迂闊な携帯
そのあと、誰も殺さないまま小学校を卒業し、中学生になった。といっても、中学校は小学校の延長だとも言われているので、少し人が増えたくらいで大きな変化はなかった。
他の小学校から来た生徒とも仲良くなり、友達も増えた。先生もいい人ばかりで、学校生活は順風満帆だった。
中学入ってからの初めての夏休み。宿題が多いと、友達同士で愚痴をこぼしつつ、休みの日にでも遊ぼう、と約束をして家に帰った。
家に帰ると、両親は仕事中で家にいなかった。これから多くの時間は家に私一人になったであろう。
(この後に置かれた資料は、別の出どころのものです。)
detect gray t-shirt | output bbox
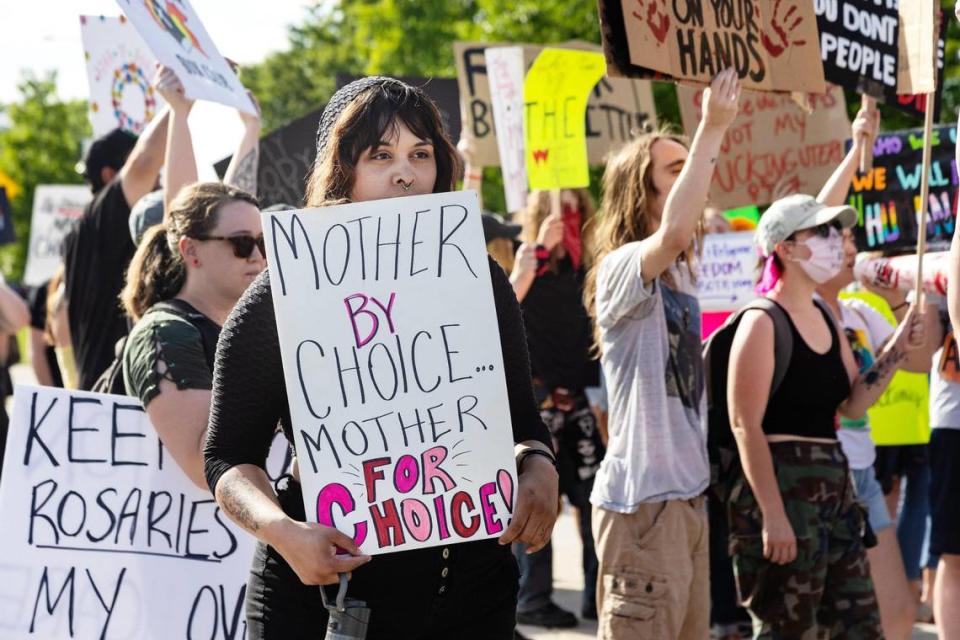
[590,242,710,513]
[927,294,960,429]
リビングでくつろいでいると、テーブルの上にお父さんの携帯があるのが見えた。お父さんはよく忘れ物をするから、今日も忘れたんだな、と軽く思っていた。だが、お父さんは日帰り出張で大阪にいる。何か連絡が来ていないか、と思い携帯をいじっていた。
すると、新着メールが来た。
From Mai
件名:今日空いてますか?
内容:この間はありがとうございました!でも、すいません、あの日は女の子の日だったので… 今日は大丈夫なんですけど、たしか出張でこちらに来ているといわれていたので、もし空いてたら、会えませんか?
…………人類をここまで成長させ、生態系の頂点に君臨し続けさせたのは何か。それは好奇心である。そして、一人の人間の心を破壊していくのもまた、好奇心である、と私は思った。
この“まい”という女は誰なのか、そして父はこの女と何をしているのか、確かめたくなった。中学生とはいえ、テレビでも浮気のネタはよく話題になっている。このメールを見てかなり精神的ダメージを負ったが、それでもこの女と父の関係については探求心がやまなかった。
ほかにも親しげに会話しているメールも何通か見つけた。中には人には見せられないような文面のメールもあった。私はそのすべてを携帯に証拠写真として残し、何事もなかったかのように戻した。
どうやら、浮気相手の名前は「宮森舞」というらしい。大阪の堺でOLをしているらしい。
大阪の堺までは特定できたが……そこからはよくわからない。使うかもしれないと思い、父の携帯を持ち、私は単身、堺へ向かった。